Edit: Just out of curiosity did they actually do this experiment or not, if not I'd be worried about their teacher, bit daft expecting them to do a report for coursework with out doing the experiment.

 

[crispy]

They are not interested in hard numbers, the teacher is interested in a formula to calculate the n if you were to determine this by titration. So you will end up with a formula with 3 variables to calculate n. Mass, volume and concentration which is the data you collect during a potential titration.

 

[psyco]

Edit: Just out of curiosity did they actually do this experiment or not, if not I'd be worried about their teacher, bit daft expecting them to do a report for coursework with out doing the experiment.

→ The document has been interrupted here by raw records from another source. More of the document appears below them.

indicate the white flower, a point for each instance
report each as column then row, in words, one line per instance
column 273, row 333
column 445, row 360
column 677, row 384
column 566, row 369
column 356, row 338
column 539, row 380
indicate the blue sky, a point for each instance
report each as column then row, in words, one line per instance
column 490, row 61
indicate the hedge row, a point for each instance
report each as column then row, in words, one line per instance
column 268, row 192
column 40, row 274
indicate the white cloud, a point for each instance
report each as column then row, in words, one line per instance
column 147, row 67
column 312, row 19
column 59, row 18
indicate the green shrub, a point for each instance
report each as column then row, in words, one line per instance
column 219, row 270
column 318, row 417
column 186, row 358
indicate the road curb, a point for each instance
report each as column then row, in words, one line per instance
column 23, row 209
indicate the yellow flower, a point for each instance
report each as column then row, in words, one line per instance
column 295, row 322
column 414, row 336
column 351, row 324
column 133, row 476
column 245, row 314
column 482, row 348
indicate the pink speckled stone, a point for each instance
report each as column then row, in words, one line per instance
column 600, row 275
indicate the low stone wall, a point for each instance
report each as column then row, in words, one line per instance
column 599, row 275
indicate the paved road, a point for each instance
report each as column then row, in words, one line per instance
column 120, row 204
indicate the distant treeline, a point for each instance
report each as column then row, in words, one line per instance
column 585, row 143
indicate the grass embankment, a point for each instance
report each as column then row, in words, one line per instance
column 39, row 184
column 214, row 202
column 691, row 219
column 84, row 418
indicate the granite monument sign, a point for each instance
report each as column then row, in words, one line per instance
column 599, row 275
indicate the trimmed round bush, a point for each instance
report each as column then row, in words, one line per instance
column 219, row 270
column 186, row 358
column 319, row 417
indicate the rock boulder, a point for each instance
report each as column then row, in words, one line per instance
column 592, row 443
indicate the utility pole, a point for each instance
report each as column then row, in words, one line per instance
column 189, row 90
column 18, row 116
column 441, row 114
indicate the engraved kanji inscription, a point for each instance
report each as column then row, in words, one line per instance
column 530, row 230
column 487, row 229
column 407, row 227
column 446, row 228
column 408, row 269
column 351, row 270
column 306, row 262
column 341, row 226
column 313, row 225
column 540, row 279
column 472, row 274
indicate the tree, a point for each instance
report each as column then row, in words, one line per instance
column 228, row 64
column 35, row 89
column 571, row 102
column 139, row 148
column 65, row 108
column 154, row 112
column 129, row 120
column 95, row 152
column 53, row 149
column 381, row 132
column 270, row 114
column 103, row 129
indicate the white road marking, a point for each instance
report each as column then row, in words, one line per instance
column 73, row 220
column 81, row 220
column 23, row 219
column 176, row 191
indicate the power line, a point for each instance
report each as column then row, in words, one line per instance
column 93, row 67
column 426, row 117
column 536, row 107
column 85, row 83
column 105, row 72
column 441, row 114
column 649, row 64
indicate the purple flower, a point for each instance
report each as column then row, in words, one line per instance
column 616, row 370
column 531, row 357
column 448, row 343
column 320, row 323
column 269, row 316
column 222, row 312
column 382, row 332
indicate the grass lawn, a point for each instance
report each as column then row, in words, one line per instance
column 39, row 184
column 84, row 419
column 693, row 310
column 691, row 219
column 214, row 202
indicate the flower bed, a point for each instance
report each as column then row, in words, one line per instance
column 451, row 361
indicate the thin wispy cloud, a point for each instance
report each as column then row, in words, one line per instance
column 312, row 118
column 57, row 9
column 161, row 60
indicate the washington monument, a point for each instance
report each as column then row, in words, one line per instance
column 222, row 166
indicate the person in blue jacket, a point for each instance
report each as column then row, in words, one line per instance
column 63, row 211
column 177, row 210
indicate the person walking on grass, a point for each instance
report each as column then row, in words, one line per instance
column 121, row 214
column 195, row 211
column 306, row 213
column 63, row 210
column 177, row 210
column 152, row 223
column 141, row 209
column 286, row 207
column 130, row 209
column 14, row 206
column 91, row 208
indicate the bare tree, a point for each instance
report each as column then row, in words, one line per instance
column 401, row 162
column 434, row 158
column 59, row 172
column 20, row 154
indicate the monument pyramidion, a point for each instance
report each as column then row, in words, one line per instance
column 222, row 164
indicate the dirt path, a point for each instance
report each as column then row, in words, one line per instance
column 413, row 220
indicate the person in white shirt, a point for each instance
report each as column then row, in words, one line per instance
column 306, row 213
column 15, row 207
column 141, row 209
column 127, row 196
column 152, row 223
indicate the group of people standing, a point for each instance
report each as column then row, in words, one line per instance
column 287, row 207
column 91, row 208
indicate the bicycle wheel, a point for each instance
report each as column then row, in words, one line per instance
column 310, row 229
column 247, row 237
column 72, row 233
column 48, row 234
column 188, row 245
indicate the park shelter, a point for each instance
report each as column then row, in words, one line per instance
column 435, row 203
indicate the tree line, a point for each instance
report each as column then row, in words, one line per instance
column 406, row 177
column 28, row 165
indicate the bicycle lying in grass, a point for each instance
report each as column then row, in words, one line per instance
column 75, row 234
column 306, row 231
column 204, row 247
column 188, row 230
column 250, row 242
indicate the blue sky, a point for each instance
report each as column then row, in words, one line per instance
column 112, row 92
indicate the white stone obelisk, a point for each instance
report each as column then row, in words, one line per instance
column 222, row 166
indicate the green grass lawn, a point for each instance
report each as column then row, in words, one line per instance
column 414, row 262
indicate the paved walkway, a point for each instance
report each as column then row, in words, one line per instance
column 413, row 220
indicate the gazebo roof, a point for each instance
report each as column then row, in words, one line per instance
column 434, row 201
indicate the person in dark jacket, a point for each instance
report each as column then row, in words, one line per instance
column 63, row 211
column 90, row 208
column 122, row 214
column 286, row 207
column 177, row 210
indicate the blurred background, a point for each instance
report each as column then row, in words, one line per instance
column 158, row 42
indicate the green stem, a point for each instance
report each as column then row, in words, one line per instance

sister probably fucked around any moron would know that the kid cant do the work if it hasn't been taught

 

[UrganNagru]

You'd be suprised what some teachers try to pull off through blind insistance that it has to be done their way, even if it makes fook all sense, luckily mine never tried that with anything important.

 

[Tilda]

How did you get the 53.33ml ?
We plugged in the 0.025 and got 0.03recurring.

If you messed up units and didn't convert the 25cm^3 to dm^3 then you get 33.3
However, we're struggling to see where the 53 came from?!
Unless we've messed up?

She hasn't done this specific experiment it seems like a conceptual thing to make sure they acctually understand the entire titration topic.

 

[UrganNagru]

They are not interested in hard numbers, the teacher is interested in a formula to calculate the n if you were to determine this by titration. So you will end up with a formula with 3 variables to calculate n. Mass, volume and concentration which is the data you collect during a potential titration.

Fair point. Though now they have both though would stick with the C1V1/R1=C2V2/R2 rather than n=1/2VM, I know yours is the same thing just cancelled down but they like to have it in it basic form before playing round with how its arranged.